During Katrina, we saw the limits of a Coast Guard surge in personnel and assets. By necessity, when we deployed equipment and people to the Gulf Coast, we left skeleton crews behind in several areas, which increased risk and the potential for failure in other mission areas. At the peak of the response, we had 3,400 – over 10 percent of the Coast Guard’s personnel complement – deployed to the region in one day. Further, an astounding 45 percent of the Coast Guard’s air assets were in the region at the height of the response.
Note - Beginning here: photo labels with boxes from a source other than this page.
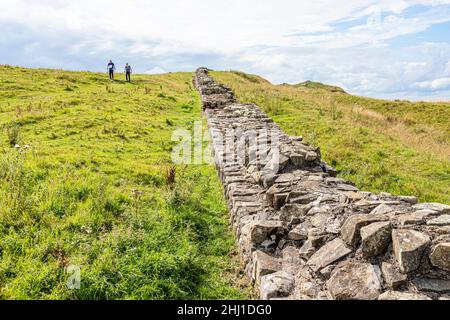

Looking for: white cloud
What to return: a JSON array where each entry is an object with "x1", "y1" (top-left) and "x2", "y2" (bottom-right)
[
  {"x1": 0, "y1": 0, "x2": 450, "y2": 96},
  {"x1": 415, "y1": 78, "x2": 450, "y2": 90},
  {"x1": 144, "y1": 67, "x2": 167, "y2": 74}
]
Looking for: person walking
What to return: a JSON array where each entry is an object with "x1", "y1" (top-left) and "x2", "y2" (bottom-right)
[
  {"x1": 108, "y1": 60, "x2": 116, "y2": 80},
  {"x1": 125, "y1": 63, "x2": 132, "y2": 82}
]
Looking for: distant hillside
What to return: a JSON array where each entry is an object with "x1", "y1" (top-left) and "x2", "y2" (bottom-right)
[
  {"x1": 0, "y1": 66, "x2": 250, "y2": 300},
  {"x1": 212, "y1": 72, "x2": 450, "y2": 203},
  {"x1": 294, "y1": 80, "x2": 346, "y2": 93}
]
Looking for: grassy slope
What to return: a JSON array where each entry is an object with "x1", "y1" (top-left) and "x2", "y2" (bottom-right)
[
  {"x1": 0, "y1": 66, "x2": 250, "y2": 299},
  {"x1": 213, "y1": 72, "x2": 450, "y2": 203}
]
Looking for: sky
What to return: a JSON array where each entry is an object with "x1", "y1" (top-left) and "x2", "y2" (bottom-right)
[{"x1": 0, "y1": 0, "x2": 450, "y2": 100}]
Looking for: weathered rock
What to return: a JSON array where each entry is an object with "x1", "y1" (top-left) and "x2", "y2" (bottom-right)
[
  {"x1": 398, "y1": 212, "x2": 425, "y2": 226},
  {"x1": 361, "y1": 222, "x2": 392, "y2": 257},
  {"x1": 341, "y1": 214, "x2": 385, "y2": 247},
  {"x1": 381, "y1": 262, "x2": 408, "y2": 289},
  {"x1": 299, "y1": 240, "x2": 316, "y2": 259},
  {"x1": 281, "y1": 246, "x2": 304, "y2": 275},
  {"x1": 310, "y1": 213, "x2": 333, "y2": 229},
  {"x1": 397, "y1": 196, "x2": 417, "y2": 204},
  {"x1": 259, "y1": 271, "x2": 295, "y2": 300},
  {"x1": 308, "y1": 228, "x2": 325, "y2": 248},
  {"x1": 427, "y1": 214, "x2": 450, "y2": 226},
  {"x1": 327, "y1": 262, "x2": 381, "y2": 300},
  {"x1": 392, "y1": 230, "x2": 430, "y2": 273},
  {"x1": 370, "y1": 203, "x2": 394, "y2": 215},
  {"x1": 250, "y1": 221, "x2": 283, "y2": 244},
  {"x1": 288, "y1": 223, "x2": 311, "y2": 240},
  {"x1": 194, "y1": 68, "x2": 450, "y2": 299},
  {"x1": 413, "y1": 202, "x2": 450, "y2": 214},
  {"x1": 430, "y1": 242, "x2": 450, "y2": 271},
  {"x1": 413, "y1": 278, "x2": 450, "y2": 292},
  {"x1": 378, "y1": 291, "x2": 431, "y2": 300},
  {"x1": 253, "y1": 250, "x2": 282, "y2": 283},
  {"x1": 306, "y1": 238, "x2": 352, "y2": 272}
]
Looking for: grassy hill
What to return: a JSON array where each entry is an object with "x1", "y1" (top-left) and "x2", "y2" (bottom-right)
[
  {"x1": 294, "y1": 81, "x2": 345, "y2": 93},
  {"x1": 0, "y1": 66, "x2": 250, "y2": 299},
  {"x1": 212, "y1": 72, "x2": 450, "y2": 203},
  {"x1": 0, "y1": 66, "x2": 450, "y2": 299}
]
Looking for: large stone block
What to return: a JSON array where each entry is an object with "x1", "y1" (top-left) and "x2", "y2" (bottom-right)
[
  {"x1": 430, "y1": 242, "x2": 450, "y2": 271},
  {"x1": 307, "y1": 238, "x2": 352, "y2": 272},
  {"x1": 327, "y1": 262, "x2": 381, "y2": 300},
  {"x1": 361, "y1": 222, "x2": 392, "y2": 257},
  {"x1": 259, "y1": 271, "x2": 295, "y2": 300},
  {"x1": 392, "y1": 230, "x2": 431, "y2": 273}
]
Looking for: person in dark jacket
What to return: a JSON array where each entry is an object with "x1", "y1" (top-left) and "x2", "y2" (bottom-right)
[
  {"x1": 125, "y1": 63, "x2": 132, "y2": 82},
  {"x1": 108, "y1": 60, "x2": 116, "y2": 80}
]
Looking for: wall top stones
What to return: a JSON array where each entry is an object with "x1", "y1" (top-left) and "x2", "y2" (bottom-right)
[{"x1": 194, "y1": 68, "x2": 450, "y2": 300}]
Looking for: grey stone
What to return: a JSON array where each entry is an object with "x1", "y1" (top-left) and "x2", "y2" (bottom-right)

This massive level of effort was required to save lives. However, we can do more in the future by developing a force planning construct that outlines our planning assumptions and baselines our requirements for contingencies and daily operations. To accomplish this, we are culling best practices from the Department of Defense and private industry to ensure we remain an agile, flexible and resilient 21st Century Coast Guard.

Equally impressive as the Coast Guard’s lifesaving operations, was the response from our marine safety professionals. Within a few days, commerce began moving along the Lower Mississippi River, home to one of the world’s largest port complex and a vital waterway to our Nation’s commerce. With 90 percent of the Nation’s commerce moving via maritime conveyance, a safe and resilient Maritime Transportation System keeps our just-in-time economy thriving, and the Coast Guard is at the center of making it happen.
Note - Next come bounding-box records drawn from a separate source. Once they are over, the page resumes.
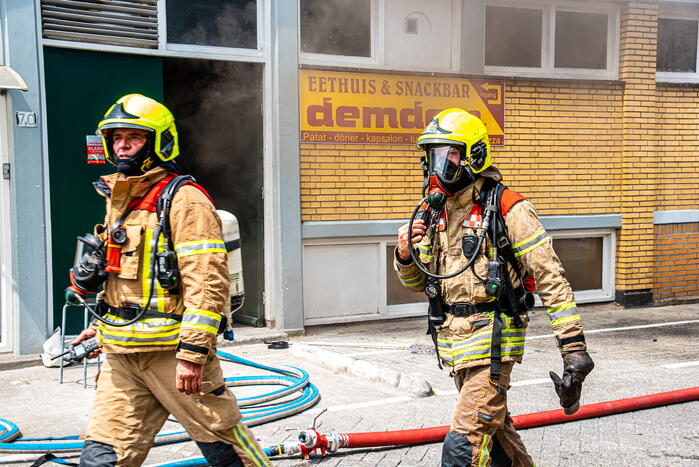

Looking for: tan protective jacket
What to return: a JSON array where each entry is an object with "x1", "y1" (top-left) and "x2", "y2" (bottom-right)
[
  {"x1": 95, "y1": 167, "x2": 230, "y2": 364},
  {"x1": 394, "y1": 167, "x2": 586, "y2": 370}
]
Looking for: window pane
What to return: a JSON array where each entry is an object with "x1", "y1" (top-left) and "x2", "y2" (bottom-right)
[
  {"x1": 656, "y1": 18, "x2": 697, "y2": 73},
  {"x1": 485, "y1": 6, "x2": 543, "y2": 68},
  {"x1": 553, "y1": 237, "x2": 604, "y2": 290},
  {"x1": 301, "y1": 0, "x2": 371, "y2": 57},
  {"x1": 165, "y1": 0, "x2": 257, "y2": 49},
  {"x1": 386, "y1": 245, "x2": 427, "y2": 312},
  {"x1": 554, "y1": 11, "x2": 607, "y2": 70}
]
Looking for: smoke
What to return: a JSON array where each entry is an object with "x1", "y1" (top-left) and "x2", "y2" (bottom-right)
[
  {"x1": 485, "y1": 6, "x2": 608, "y2": 70},
  {"x1": 163, "y1": 58, "x2": 264, "y2": 316},
  {"x1": 300, "y1": 0, "x2": 371, "y2": 57},
  {"x1": 657, "y1": 18, "x2": 698, "y2": 72}
]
Adm. Paul Zukunft and Mrs. Fran DeNinno-Zukunft with Kaitlin Smith, director of Paratus 14:50. U.S. Coast Guard photo by Petty Officer 2nd Class Patrick Kelley.

Adm. Paul Zukunft and Mrs. Fran DeNinno-Zukunft with Kaitlin Smith, director of Paratus 14:50. U.S. Coast Guard photo by Petty Officer 2nd Class Patrick Kelley.

While many things have changed since Katrina, one thing that remains the same is the resolve of our people. The Coast Guard’s success preparing for, supporting and executing any mission is a direct result of a talented and committed workforce. From the relentless backing of the mission support community to the actions of our frontline operators, to auxiliary volunteers who selflessly answered the call to our Coast Guard communities who ensured families were taken care of, the character of America’s Coast Guard once again lived up to its 225-year legacy.

As we reflect on the past and prepare for the future, I’m proud to lead an incredible team who remain Semper Paratus – Always Ready – to fulfill our contract with the American public.